My Journal

By Harriman Nelson

~In God We Trust~

6

 

It was a legal sized envelope simply addressed to Adm. Harriman Nelson, USN Retired. I opened it to pull out the pages of official looking documents to place on my cabin’s desktop, when a small padded envelope plopped out.

More curious about it than the paperwork from the US Navy JAG office, I had a difficult time opening it, chiding myself for not using scissors to cut through the padding and the sealing tape that had been used to secure the contents.

Then, finally pulling the torn edges open, I reached my fingers inside, but instead of secured contact info, I felt something hard. And cold. And my finger went through it. A ring?

I turned the envelope upside down and the ring fell onto the paperwork. And another one, another, and another.

Curiosity turned to fear. Fear to distress as they lay there, glinting under my desk lamp on top of the chaste white papers which I only noticed now were edged with black.

“Oh gawd, oh gawd! No! No! No!” I moaned over Lee’s four rings. George Washington’s golden signet ring I’d purchased anonymously for his most recent inauguration, the Nelson family Celtic ring, if now only a reproduction, his wedding band from his marriage to the love of his life, the alien Melody, and his iconic ring, the one he’d made himself that he’d hardly ever been without, a simple gold band with a black onyx gemstone in the middle.

Why would the rings be addressed to me? There was only one answer I could think of and I sobbed.

“Admiral?” I barely heard, “Admiral?” Chip asked again, but I was too heartbroken to answer. Then I felt my shoulder being shaken, and my body being raised from off of my arms on my desk. My eyes opened next seeing my calculations and pencils, their tips dulled from pressure and overuse on my notebook on my desk...where were the rings? More valuable to me than Seaview herself...I looked about increasingly distressed.

“Sir?” Chip asked.

“The rings...all of Lee’s rings...where are they...I just got them from JAG...came in a padded envelope inside another and....where’s the big envelope...where....”
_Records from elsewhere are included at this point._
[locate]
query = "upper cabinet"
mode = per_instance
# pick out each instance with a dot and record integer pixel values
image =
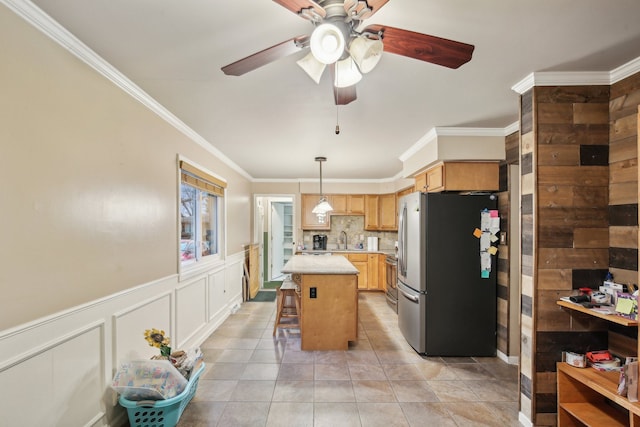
(381, 212)
(459, 176)
(309, 221)
(347, 204)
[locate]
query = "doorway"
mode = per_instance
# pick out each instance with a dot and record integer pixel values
(275, 225)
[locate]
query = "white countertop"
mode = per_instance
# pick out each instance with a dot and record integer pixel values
(319, 264)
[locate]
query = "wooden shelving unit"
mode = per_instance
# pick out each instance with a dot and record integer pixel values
(589, 397)
(608, 317)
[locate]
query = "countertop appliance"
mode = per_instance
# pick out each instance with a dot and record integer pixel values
(445, 307)
(391, 277)
(319, 242)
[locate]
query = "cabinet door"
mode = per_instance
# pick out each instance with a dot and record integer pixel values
(421, 182)
(309, 221)
(435, 178)
(388, 212)
(371, 221)
(382, 272)
(339, 204)
(373, 279)
(355, 204)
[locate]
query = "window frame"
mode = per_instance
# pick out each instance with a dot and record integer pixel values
(212, 184)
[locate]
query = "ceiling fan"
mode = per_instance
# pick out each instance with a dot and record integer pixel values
(337, 42)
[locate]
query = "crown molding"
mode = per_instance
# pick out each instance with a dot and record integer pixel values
(574, 78)
(52, 29)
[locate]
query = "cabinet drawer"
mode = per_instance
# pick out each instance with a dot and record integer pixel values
(357, 257)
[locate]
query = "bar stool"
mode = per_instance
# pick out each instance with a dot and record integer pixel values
(285, 310)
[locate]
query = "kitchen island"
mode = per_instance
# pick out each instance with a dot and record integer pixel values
(328, 300)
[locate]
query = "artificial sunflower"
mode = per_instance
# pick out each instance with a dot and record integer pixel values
(156, 338)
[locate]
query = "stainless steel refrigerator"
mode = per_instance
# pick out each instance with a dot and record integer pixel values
(445, 306)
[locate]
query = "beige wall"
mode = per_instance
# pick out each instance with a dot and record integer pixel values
(89, 183)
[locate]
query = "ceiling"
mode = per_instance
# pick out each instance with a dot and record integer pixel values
(272, 122)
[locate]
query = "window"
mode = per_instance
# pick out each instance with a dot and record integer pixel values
(201, 201)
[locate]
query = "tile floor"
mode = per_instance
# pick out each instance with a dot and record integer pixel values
(255, 379)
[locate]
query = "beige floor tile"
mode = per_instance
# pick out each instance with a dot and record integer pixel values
(234, 356)
(409, 372)
(331, 372)
(293, 391)
(382, 415)
(296, 371)
(427, 414)
(224, 371)
(261, 371)
(244, 414)
(255, 379)
(373, 391)
(367, 372)
(494, 390)
(253, 391)
(333, 391)
(336, 415)
(215, 390)
(413, 391)
(288, 414)
(476, 414)
(453, 391)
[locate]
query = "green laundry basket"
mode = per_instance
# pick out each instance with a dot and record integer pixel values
(161, 413)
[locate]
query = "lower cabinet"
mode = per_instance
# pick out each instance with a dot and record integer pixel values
(587, 397)
(371, 276)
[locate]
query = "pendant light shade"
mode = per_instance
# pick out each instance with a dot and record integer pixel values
(327, 43)
(366, 52)
(323, 207)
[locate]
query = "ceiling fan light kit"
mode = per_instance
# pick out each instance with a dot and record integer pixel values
(312, 67)
(347, 73)
(366, 52)
(336, 39)
(327, 43)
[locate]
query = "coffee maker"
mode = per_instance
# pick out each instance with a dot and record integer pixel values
(319, 242)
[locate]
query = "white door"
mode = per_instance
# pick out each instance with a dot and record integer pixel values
(277, 240)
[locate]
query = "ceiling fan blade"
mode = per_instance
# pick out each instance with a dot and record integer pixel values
(266, 56)
(344, 95)
(448, 53)
(364, 9)
(308, 9)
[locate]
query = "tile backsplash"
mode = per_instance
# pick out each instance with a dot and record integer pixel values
(353, 225)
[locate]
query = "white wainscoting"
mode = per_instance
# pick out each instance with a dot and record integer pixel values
(56, 371)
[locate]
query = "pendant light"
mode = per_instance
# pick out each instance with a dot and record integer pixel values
(323, 207)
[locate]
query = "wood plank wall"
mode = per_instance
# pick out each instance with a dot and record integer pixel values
(565, 220)
(512, 145)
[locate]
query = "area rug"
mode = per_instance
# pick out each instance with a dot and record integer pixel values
(264, 296)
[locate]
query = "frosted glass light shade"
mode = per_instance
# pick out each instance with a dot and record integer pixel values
(312, 66)
(322, 207)
(346, 73)
(366, 53)
(327, 43)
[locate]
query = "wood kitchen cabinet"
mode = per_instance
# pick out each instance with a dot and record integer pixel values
(361, 262)
(347, 204)
(381, 212)
(459, 176)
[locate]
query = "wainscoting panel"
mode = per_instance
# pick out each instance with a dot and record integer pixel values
(57, 370)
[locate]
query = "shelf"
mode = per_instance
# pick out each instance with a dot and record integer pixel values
(584, 394)
(608, 317)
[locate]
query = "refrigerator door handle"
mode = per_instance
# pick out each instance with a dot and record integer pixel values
(409, 297)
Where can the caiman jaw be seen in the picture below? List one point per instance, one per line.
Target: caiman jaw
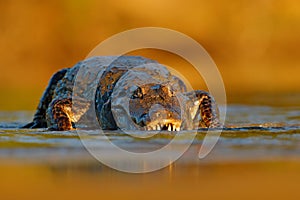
(167, 125)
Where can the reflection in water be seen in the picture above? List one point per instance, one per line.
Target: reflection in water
(251, 133)
(260, 146)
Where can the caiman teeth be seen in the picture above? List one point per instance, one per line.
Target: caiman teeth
(166, 127)
(169, 127)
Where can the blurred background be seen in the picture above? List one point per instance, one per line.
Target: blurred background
(254, 43)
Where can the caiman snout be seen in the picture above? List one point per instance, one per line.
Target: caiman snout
(159, 118)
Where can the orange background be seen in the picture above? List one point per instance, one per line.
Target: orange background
(255, 43)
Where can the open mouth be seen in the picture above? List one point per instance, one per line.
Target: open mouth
(166, 125)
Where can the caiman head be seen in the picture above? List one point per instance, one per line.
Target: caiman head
(155, 107)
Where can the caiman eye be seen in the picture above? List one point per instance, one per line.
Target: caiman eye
(137, 94)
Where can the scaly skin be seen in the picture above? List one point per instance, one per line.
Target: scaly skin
(152, 106)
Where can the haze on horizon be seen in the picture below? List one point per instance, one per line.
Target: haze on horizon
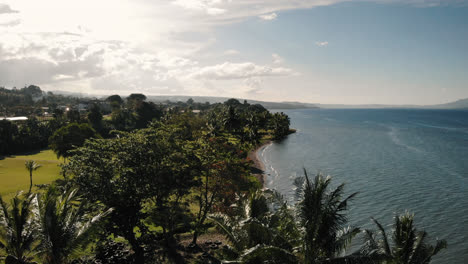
(317, 51)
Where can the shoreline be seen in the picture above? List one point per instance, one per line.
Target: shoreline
(258, 166)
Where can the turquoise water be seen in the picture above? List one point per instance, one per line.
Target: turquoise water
(397, 160)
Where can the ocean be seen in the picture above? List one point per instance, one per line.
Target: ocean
(398, 160)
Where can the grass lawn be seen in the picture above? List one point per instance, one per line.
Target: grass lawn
(15, 177)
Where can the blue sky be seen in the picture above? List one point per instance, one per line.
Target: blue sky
(328, 51)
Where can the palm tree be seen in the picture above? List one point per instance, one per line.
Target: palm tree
(18, 229)
(258, 234)
(31, 166)
(322, 216)
(66, 225)
(409, 244)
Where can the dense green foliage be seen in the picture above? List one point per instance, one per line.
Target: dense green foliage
(70, 137)
(143, 184)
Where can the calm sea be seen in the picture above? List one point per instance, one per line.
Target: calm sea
(398, 160)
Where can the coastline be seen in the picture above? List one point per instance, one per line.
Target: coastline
(258, 169)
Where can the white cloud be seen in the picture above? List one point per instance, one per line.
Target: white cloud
(229, 71)
(277, 59)
(321, 43)
(207, 6)
(6, 9)
(231, 52)
(271, 16)
(158, 46)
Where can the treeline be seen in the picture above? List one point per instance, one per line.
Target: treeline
(244, 121)
(148, 191)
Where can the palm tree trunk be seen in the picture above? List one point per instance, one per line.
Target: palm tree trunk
(30, 181)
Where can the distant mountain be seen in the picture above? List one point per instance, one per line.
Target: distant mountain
(212, 100)
(459, 104)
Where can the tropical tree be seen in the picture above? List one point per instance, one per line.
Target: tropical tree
(31, 166)
(224, 174)
(322, 217)
(70, 137)
(129, 172)
(18, 229)
(279, 122)
(409, 245)
(262, 230)
(66, 225)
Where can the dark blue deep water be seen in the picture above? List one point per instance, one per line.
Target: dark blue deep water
(398, 160)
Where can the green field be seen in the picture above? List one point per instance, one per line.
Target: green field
(15, 177)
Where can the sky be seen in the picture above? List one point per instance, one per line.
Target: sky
(316, 51)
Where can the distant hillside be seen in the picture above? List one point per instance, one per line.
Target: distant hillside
(211, 100)
(459, 104)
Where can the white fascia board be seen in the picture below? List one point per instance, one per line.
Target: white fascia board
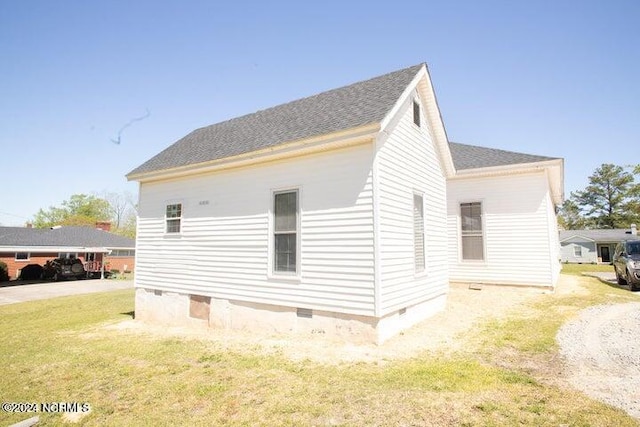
(320, 143)
(50, 249)
(576, 236)
(553, 168)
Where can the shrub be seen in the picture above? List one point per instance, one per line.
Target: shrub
(4, 272)
(31, 272)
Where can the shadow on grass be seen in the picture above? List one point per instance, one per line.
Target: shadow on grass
(611, 283)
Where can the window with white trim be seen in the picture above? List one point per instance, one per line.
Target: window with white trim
(418, 231)
(173, 218)
(115, 253)
(285, 232)
(22, 256)
(69, 255)
(472, 233)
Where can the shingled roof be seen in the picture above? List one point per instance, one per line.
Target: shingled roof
(62, 237)
(339, 109)
(473, 157)
(602, 235)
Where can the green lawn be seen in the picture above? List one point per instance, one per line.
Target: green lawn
(60, 351)
(586, 268)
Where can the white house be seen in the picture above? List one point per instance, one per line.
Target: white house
(343, 213)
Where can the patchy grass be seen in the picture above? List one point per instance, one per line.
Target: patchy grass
(578, 269)
(59, 350)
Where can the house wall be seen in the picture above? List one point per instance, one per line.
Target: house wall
(407, 164)
(588, 251)
(223, 249)
(122, 264)
(518, 232)
(14, 266)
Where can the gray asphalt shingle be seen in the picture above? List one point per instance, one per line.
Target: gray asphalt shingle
(604, 236)
(472, 157)
(348, 107)
(339, 109)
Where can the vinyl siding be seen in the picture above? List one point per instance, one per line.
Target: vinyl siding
(407, 164)
(519, 248)
(223, 248)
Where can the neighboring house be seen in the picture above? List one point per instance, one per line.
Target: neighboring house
(592, 246)
(345, 213)
(96, 247)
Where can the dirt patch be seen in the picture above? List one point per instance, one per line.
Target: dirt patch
(444, 332)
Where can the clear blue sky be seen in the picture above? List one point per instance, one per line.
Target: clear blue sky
(557, 78)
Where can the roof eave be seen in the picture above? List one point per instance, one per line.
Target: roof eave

“We haven’t received any shore to ship mail....you were asleep when I heard you moaning...found you with your head in your arms groaning and weeping. Must have been a dream.”

“Asleep?” I asked, my eyes  moist. “Oh gawd, it was a dream...a godawful dream...”

“Must have been to affect you like this,” Chip said, sitting on the edge of my desk as Lee usually had. “Want to talk about it?’

Er, no, not really. Sorry I disturbed the boat.”

“Only Officers Country. Ski heard you and called me. I’m surprised he didn’t just barge in.”

“He would have if it had been Lee he heard.”

“Well, he thinks Lee can walk on water...would lay down his life for him. And of course his training as a Corpsman would have kicked in too...”

“He never did finish that training, did he,” I commented, using a tissue to wipe my tear stained face. “How’s he really doing as a middie?”

“Pretty well, only...I get the distinct impression that his heart’s not in it. You okay, now, sir?”

“Yes, thanks...Chip? In my dream...JAG sent me Lee’s rings. All of them...there’s only one reason I can think that they would...that he’d...that he’d died....”

“Dreams are weird things. Your mind probably remembered seeing him with his hands all bandaged and your brain had to figure out what to do with his rings, and hey, presto, your dream.”

“Of course! They probably had to be removed to treat his wounds! Oh, thank God...he wasn’t dead at all in the dream...”

“You want Doc to take a look at you? Maybe give you something to help you sleep tonight so you won’t pick up the dream where it left off?”

“I doubt that would happen, but,” I mused as I looked at my watch, “I lost track of time...Perhaps that’s not a bad idea, a sleeping pill. I’ll take care of it, Lad. Thanks for stopping by. And tell Ski that if he hears upsetting sounds from me again, to just come on in.”

Chip grinned, said good night, and departed.

It wasn’t quite midnight, so I figured I had a little time to pick up on where my calculations had ended. But was wary to do so. Instead, I made my ablutions and hence, close out this chapter of my journal, short though it is.